East African governments have agreed to send 6,800 peacekeeping troops to Somalia from Uganda and Sudan, rather than from bordering countries.
The peacekeeper debate led to a scuffle in parliament
The Ugandan foreign minister said the decision was made out of respect for the sensitivities of the Somalis.
Somali warlords have said they will attack troops from neighbouring states - especially from rival Ethiopia - if they form part of a peacekeeping force.
Somalia's president was willing to accept troops from neighbouring states.
But a brawl broke out in the Somali parliament - sitting in the Kenyan capital Nairobi - after legislators voted against President Abdullahi Yusuf Ahmed's call to deploy peacekeepers from Kenya, Ethiopia and Djibouti.
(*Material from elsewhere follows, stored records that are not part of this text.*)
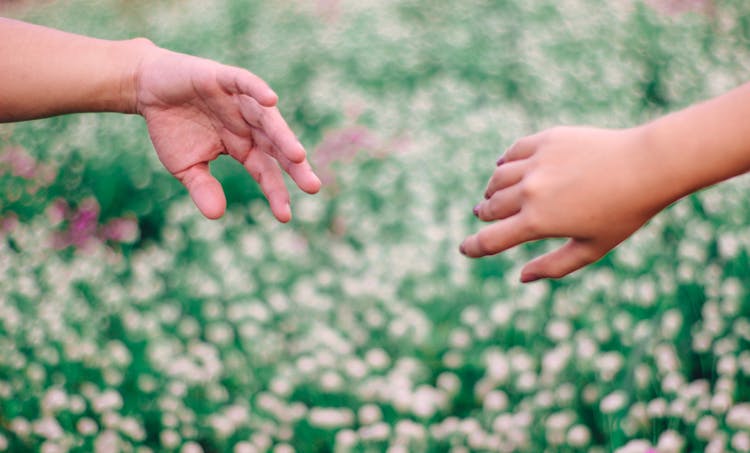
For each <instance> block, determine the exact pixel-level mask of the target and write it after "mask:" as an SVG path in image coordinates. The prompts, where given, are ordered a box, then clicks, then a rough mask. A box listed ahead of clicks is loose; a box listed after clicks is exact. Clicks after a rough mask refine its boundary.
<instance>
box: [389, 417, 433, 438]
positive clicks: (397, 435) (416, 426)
mask: <svg viewBox="0 0 750 453" xmlns="http://www.w3.org/2000/svg"><path fill="white" fill-rule="evenodd" d="M394 429H395V431H396V436H397V437H398V438H405V439H416V440H424V439H426V438H427V431H426V430H425V427H424V426H423V425H420V424H418V423H415V422H413V421H411V420H408V419H407V420H399V422H398V423H396V426H395V428H394Z"/></svg>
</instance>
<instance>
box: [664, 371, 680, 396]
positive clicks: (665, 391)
mask: <svg viewBox="0 0 750 453" xmlns="http://www.w3.org/2000/svg"><path fill="white" fill-rule="evenodd" d="M683 387H685V377H684V376H683V375H682V374H681V373H679V372H677V371H670V372H668V373H667V375H666V376H664V378H663V379H662V381H661V389H662V391H663V392H664V393H666V394H668V395H674V394H677V393H679V392H680V391H681V390H682V389H683Z"/></svg>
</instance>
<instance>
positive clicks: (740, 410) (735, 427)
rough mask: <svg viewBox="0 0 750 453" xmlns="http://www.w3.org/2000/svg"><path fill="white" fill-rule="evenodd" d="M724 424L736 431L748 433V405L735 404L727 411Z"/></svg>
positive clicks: (749, 416) (741, 404) (749, 412)
mask: <svg viewBox="0 0 750 453" xmlns="http://www.w3.org/2000/svg"><path fill="white" fill-rule="evenodd" d="M726 423H727V425H729V426H730V427H731V428H734V429H736V430H738V431H739V430H746V431H750V403H740V404H735V405H734V406H732V408H731V409H729V412H727V416H726Z"/></svg>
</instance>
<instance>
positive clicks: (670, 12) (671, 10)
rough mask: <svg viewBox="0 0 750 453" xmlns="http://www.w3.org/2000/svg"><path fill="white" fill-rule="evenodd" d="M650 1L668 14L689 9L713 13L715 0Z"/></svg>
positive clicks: (661, 0) (676, 12)
mask: <svg viewBox="0 0 750 453" xmlns="http://www.w3.org/2000/svg"><path fill="white" fill-rule="evenodd" d="M648 3H649V4H650V5H651V6H652V7H654V8H656V9H658V10H660V11H663V12H664V13H666V14H680V13H684V12H688V11H697V12H700V13H704V14H711V13H712V12H713V10H714V2H713V0H648Z"/></svg>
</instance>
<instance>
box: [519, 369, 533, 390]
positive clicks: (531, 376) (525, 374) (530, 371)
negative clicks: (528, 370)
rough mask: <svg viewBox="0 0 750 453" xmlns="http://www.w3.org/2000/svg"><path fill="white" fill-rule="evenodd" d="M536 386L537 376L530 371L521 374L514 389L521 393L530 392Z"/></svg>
mask: <svg viewBox="0 0 750 453" xmlns="http://www.w3.org/2000/svg"><path fill="white" fill-rule="evenodd" d="M536 385H537V375H536V374H535V373H534V372H532V371H527V372H524V373H521V374H520V375H519V376H518V379H517V380H516V388H518V390H520V391H522V392H532V391H533V390H534V389H535V388H536Z"/></svg>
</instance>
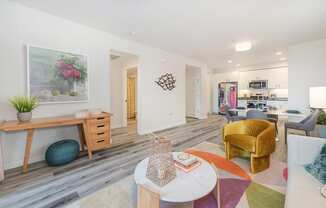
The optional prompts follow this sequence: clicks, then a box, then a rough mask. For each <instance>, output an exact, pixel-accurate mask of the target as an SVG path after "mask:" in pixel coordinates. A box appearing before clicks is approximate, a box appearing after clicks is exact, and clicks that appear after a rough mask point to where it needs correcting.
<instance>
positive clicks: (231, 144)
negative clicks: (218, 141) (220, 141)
mask: <svg viewBox="0 0 326 208" xmlns="http://www.w3.org/2000/svg"><path fill="white" fill-rule="evenodd" d="M224 144H225V153H226V159H228V160H231V159H232V158H234V157H237V156H240V155H241V150H240V149H238V148H236V147H234V146H232V144H230V142H225V143H224Z"/></svg>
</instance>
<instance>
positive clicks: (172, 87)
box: [155, 73, 176, 91]
mask: <svg viewBox="0 0 326 208" xmlns="http://www.w3.org/2000/svg"><path fill="white" fill-rule="evenodd" d="M155 83H156V84H158V85H159V86H161V87H162V89H163V90H170V91H171V90H173V89H174V88H175V83H176V80H175V78H174V76H173V75H172V74H171V73H166V74H163V75H162V76H160V77H159V78H158V81H155Z"/></svg>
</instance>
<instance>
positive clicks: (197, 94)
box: [186, 66, 201, 118]
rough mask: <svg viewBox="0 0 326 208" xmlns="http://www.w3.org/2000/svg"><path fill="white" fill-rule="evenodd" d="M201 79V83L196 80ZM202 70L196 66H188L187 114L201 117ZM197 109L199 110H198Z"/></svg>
mask: <svg viewBox="0 0 326 208" xmlns="http://www.w3.org/2000/svg"><path fill="white" fill-rule="evenodd" d="M197 81H199V85H198V83H197V85H196V83H195V82H197ZM200 81H201V70H200V68H196V67H190V66H187V67H186V116H189V117H195V118H200V117H201V115H200V112H197V111H198V109H200V108H201V96H200V94H201V83H200ZM196 109H197V110H196Z"/></svg>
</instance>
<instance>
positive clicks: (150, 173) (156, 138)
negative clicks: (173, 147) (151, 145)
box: [146, 137, 176, 186]
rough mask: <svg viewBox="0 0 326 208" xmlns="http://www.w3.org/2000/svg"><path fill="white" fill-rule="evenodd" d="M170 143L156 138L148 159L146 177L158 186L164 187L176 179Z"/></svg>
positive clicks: (158, 137) (172, 157)
mask: <svg viewBox="0 0 326 208" xmlns="http://www.w3.org/2000/svg"><path fill="white" fill-rule="evenodd" d="M171 150H172V145H171V141H170V140H169V139H167V138H165V137H156V138H155V139H154V141H153V147H152V153H151V156H150V157H149V162H148V166H147V173H146V176H147V178H149V179H150V180H151V181H152V182H153V183H155V184H156V185H158V186H164V185H166V184H168V183H169V182H170V181H172V180H173V179H174V178H175V177H176V168H175V166H174V161H173V155H172V152H171Z"/></svg>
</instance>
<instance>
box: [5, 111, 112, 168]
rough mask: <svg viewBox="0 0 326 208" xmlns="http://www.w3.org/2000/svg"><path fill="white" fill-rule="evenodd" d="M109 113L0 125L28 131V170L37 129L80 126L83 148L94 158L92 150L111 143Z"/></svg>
mask: <svg viewBox="0 0 326 208" xmlns="http://www.w3.org/2000/svg"><path fill="white" fill-rule="evenodd" d="M110 116H111V114H109V113H101V114H99V115H96V116H89V117H85V118H75V117H74V116H63V117H52V118H36V119H32V120H31V121H30V122H19V121H5V122H3V123H2V124H1V125H0V131H4V132H14V131H27V137H26V145H25V154H24V162H23V172H24V173H26V172H28V162H29V157H30V154H31V148H32V141H33V135H34V131H35V129H42V128H54V127H60V126H74V125H76V126H78V131H79V136H80V143H81V150H82V151H84V150H85V149H84V146H85V145H86V147H87V152H88V157H89V159H92V151H93V150H98V149H103V148H107V147H109V146H110V144H111V134H110Z"/></svg>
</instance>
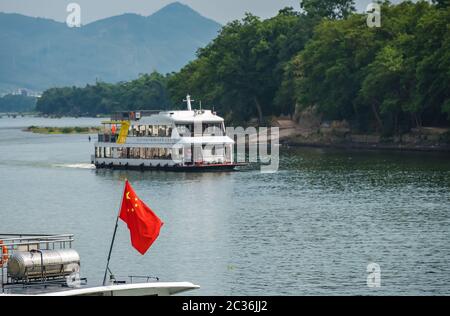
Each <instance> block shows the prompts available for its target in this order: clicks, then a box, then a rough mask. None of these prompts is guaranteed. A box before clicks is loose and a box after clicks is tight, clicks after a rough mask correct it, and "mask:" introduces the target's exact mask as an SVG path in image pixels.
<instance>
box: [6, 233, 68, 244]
mask: <svg viewBox="0 0 450 316" xmlns="http://www.w3.org/2000/svg"><path fill="white" fill-rule="evenodd" d="M74 240H75V239H74V235H73V234H60V235H39V234H0V241H2V246H6V247H8V246H28V245H36V244H39V245H42V244H45V245H47V246H48V245H50V244H57V243H60V244H64V246H65V243H69V245H71V243H72V242H74Z"/></svg>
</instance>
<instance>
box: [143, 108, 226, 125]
mask: <svg viewBox="0 0 450 316" xmlns="http://www.w3.org/2000/svg"><path fill="white" fill-rule="evenodd" d="M223 121H224V120H223V118H221V117H220V116H218V115H217V114H215V113H213V112H212V111H211V110H191V111H188V110H186V111H164V112H159V113H158V114H154V115H150V116H144V117H142V118H141V119H140V120H138V121H137V122H138V124H142V125H158V124H159V125H162V124H172V123H176V124H183V123H186V124H192V123H196V122H205V123H223Z"/></svg>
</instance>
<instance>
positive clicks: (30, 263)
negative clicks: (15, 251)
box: [8, 249, 80, 280]
mask: <svg viewBox="0 0 450 316" xmlns="http://www.w3.org/2000/svg"><path fill="white" fill-rule="evenodd" d="M79 270H80V256H79V254H78V252H76V251H75V250H73V249H60V250H39V251H30V252H16V253H14V254H13V255H11V257H10V258H9V261H8V276H10V277H11V278H12V279H14V280H24V279H36V278H41V277H42V276H44V277H64V276H67V275H70V274H72V273H74V272H79Z"/></svg>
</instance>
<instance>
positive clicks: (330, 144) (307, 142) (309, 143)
mask: <svg viewBox="0 0 450 316" xmlns="http://www.w3.org/2000/svg"><path fill="white" fill-rule="evenodd" d="M277 125H278V127H279V128H280V143H281V144H284V145H287V146H293V147H326V148H339V149H364V150H368V149H376V150H397V151H423V152H427V151H430V152H431V151H433V152H450V130H449V129H446V128H434V127H424V128H421V129H413V130H411V131H410V132H409V133H405V134H402V135H396V136H390V137H383V136H381V135H377V134H356V133H352V132H351V130H350V129H349V128H347V127H343V126H341V125H339V124H335V125H333V124H329V125H321V126H319V127H311V126H305V125H302V124H298V123H296V122H294V121H291V120H278V121H277Z"/></svg>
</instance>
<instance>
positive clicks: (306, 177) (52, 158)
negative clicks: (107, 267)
mask: <svg viewBox="0 0 450 316" xmlns="http://www.w3.org/2000/svg"><path fill="white" fill-rule="evenodd" d="M99 122H100V119H40V118H16V119H12V118H5V117H3V118H2V119H0V155H1V159H0V200H1V208H0V232H1V233H74V234H75V238H76V242H75V245H74V248H75V249H77V250H78V251H79V252H80V255H81V258H82V273H83V276H85V277H87V278H88V281H89V283H90V284H91V285H97V284H98V283H100V282H101V279H102V276H103V271H104V266H105V261H106V256H107V252H108V247H109V243H110V239H111V235H112V232H113V228H114V222H115V216H116V215H117V212H118V208H119V204H120V200H121V194H122V190H123V180H124V179H125V178H128V179H129V180H130V182H131V183H132V185H133V186H134V188H135V190H136V192H137V194H138V195H139V196H140V197H141V198H142V199H143V200H144V201H146V202H147V204H149V206H150V207H151V208H152V209H153V210H154V211H155V213H157V214H158V215H159V217H160V218H161V219H162V220H163V221H164V222H165V225H164V227H163V229H162V231H161V235H160V237H159V239H158V240H157V241H156V243H155V244H154V245H153V246H152V248H151V249H150V250H149V252H148V253H147V254H146V255H145V256H141V255H139V254H138V253H137V252H136V251H135V250H134V249H133V248H132V247H131V246H130V241H129V233H128V230H127V228H126V225H125V224H124V223H122V222H121V223H120V225H119V230H118V235H117V239H116V244H115V248H114V252H113V256H112V262H111V269H112V270H113V272H114V273H115V274H116V275H118V276H128V275H152V276H158V277H159V278H160V279H161V280H163V281H191V282H193V283H196V284H199V285H200V286H201V289H200V290H197V291H195V292H192V293H191V294H193V295H317V294H319V295H320V294H323V295H391V294H399V295H424V294H447V295H449V294H450V242H449V241H450V156H449V155H446V154H432V153H410V152H409V153H400V152H376V151H336V150H324V149H307V148H297V149H286V148H283V149H282V150H281V166H280V170H279V172H277V173H275V174H261V173H260V172H258V171H257V170H252V171H245V172H236V173H206V174H201V173H198V174H185V173H164V172H145V173H142V172H134V171H133V172H131V171H129V172H127V171H111V170H99V171H97V170H95V169H92V166H90V165H89V161H90V155H91V153H92V152H93V144H92V143H89V141H88V139H87V135H37V134H31V133H26V132H23V131H22V130H21V129H22V128H23V127H26V126H30V125H40V126H95V125H98V124H99ZM370 263H376V264H378V265H379V266H380V268H381V287H379V288H369V287H368V286H367V277H368V272H367V270H366V269H367V266H368V264H370Z"/></svg>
Somalia's government and parliament are currently based in Kenya because the Somali capital, Mogadishu, is considered too dangerous.
The president wanted troops to help with the relocation of the administration from Kenya.
Prime Minister Mohammed Ali Ghedi said the parliamentary vote was flawed and should be held again.
Members of the East African regional body, Igad - who have been holding talks to try to end the row - said Kenya, Djibouti and Ethiopia would only help with logistics and training.
Igad also said Sudanese and Ugandan troops would be followed by troops from the African Union, but did not give dates for the deployments.